The best part is that the mixture of steel pipe and old wood gives this clothing stand a timeless industrial aesthetic that fits nicely into a wide variety of different settings. Whether you’re looking for a clothing storage solution for your studio apartment, or you’re a retailer looking for a cool way to display your wares, this rack will not only do the trick — it’ll add a dash of charm to your space in the process. It’s also ridiculously durable and super simple to break down for transport, making it ideal for people who move around a lot. Here’s a quick breakdown of how to build it!
Step 1: Acquire and cut the wood
This is probably the hardest part of the entire build — especially if you want to use a cool-looking piece of reclaimed hardwood like we did. Any old 2×8 board will do, but getting your hands on good reclaimed wood can sometimes be a pain. If you don’t have a good hookup for lumber, hop on Google and look for Habitat For Humanity ReStore locations in your area, as well as architectural/industrial salvage stores. Craigslist is also a good place to hunt. Once you’ve got ’em, use whatever saw you’ve got to chop ’em down to about 52 inches long. You don’t have to be exact, but you’ll want to make it a minimum of 52.

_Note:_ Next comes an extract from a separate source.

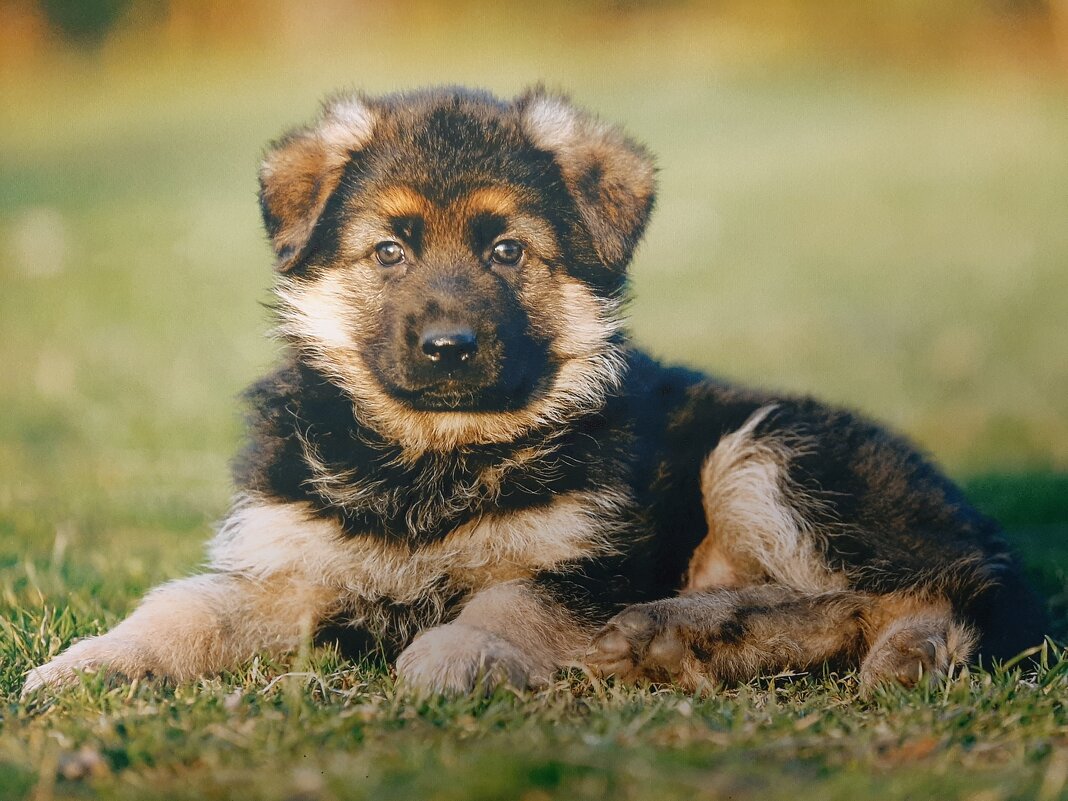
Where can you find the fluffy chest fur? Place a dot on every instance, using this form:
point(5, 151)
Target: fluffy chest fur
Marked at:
point(393, 587)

The next step is finding a piece of 1/4 inch-thick sheet wood. This can be practically anything — plywood, MDF, or even hardwood. As long as it’s between 1/4 and 1/2 inch thick, you’re all good. You don’t even need to measure it, really. This wood is used to join the two main boards together from the underside. You won’t see them, so don’t worry if they’re not aesthetically pleasing. Cut both pieces to whatever dimensions you want — just make sure they’re not longer or wider than your base platform. Ours were roughly 11 inches square.
Step 2: Assemble the pipes
This is the easy part. Start with the legs. Grab six T joints and all eight 4-inch lengths of steel pipe. Assemble them as shown in the video above. Here’s a really crappy drawing to help you out.

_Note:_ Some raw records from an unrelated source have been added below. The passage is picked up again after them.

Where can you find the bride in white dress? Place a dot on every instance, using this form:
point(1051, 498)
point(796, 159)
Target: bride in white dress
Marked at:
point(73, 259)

When you’re finished assembling the legs, place them aside and switch your focus to the main rack body. Grab all of the long pipe pieces (three 48-inch pipes and two 24-inch pipes), two elbow joints, and the coupling piece. Assemble them in a big ol’ square, with the elbow pieces at the top, and the 24-inch pipes at the bottom, joined with the coupling in the middle.
Step 3: Attach the legs to the main body
This part is pretty simple, since you’re basically just screwing the leg assembly into the bottom of the main rack body — but there’s a bit more to it than just screwing around. At this point, after you’ve attached the legs, you’ll want to take a minute or two to tighten everything up. This often isn’t as simple as it seems, since twisting the pipes past a certain point requires a lot of torque, but don’t worry. If you reach a point where you can’t twist any further with just your hands, you can always screw in one of the remaining 6-inch pipe lengths to use for leverage.

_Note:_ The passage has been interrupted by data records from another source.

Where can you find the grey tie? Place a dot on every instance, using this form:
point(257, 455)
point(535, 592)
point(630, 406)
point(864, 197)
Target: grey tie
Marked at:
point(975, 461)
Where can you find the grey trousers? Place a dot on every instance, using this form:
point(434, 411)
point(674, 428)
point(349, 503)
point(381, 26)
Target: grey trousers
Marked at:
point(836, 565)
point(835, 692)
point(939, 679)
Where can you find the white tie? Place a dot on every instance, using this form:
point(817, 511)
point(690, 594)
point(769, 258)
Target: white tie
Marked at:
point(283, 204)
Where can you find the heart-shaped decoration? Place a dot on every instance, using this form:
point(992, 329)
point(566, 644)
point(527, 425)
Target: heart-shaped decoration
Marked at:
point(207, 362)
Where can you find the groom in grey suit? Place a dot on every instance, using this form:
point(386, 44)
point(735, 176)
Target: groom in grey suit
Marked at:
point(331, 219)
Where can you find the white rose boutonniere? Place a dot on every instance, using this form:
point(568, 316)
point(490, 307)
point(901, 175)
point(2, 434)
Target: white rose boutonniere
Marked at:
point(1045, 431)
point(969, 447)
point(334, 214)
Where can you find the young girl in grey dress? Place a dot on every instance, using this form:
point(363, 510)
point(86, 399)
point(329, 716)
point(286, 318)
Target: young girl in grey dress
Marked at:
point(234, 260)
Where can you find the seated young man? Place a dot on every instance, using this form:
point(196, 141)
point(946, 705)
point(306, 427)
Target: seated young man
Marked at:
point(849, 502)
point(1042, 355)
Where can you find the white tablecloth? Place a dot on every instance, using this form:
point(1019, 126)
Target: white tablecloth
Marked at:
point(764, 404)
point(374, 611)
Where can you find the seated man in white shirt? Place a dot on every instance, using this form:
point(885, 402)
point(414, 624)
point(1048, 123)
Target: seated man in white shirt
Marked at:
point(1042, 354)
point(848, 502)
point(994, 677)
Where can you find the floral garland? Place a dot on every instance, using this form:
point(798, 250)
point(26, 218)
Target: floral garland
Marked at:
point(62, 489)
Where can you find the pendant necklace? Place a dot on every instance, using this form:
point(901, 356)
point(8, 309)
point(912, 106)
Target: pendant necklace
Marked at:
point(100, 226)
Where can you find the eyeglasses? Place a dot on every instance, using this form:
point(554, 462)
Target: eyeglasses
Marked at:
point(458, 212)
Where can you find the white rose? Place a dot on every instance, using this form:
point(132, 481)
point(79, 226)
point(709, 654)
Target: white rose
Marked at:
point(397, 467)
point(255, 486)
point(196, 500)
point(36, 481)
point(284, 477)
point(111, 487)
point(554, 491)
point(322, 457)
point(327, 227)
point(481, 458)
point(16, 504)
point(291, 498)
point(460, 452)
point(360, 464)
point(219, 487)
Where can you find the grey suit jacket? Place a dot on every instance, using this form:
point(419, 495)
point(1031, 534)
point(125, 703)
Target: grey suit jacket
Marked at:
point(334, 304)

Step 4: Assemble the wooden base
You’ll probably need a saw for this step, and any kind will do. Start by measuring the distance between the right and left legs on your rack base, then marking out that length on your 2″ by 8″ board(s). Generally speaking, that distance will be around 52 inches, but yours might vary slightly, so it’s best to measure first.
Next, grab your scrap wood, screws, and drill. Place your 2-inch by 8-inch boards upside down, and about 5/8 of an inch apart, so they form something that looks like a giant Kit Kat bar. Next, screw your scrap wood onto these boards to join them together. Place the scrap squares roughly 1 foot from the ends of the big boards, and drive in as many screws as you please. We used eight.
Step 5: Put it all together
At this point, you’re practically done. If you’ve followed the steps on this page, you’ll have four 6-inch lengths of pipe left. Screw them into the T-joint holes facing upward on the rack’s legs. Then, place your wooden platform on top. Boom. you’re done.
Step 6: Use it
Now all that’s left is to hang your clothes on it.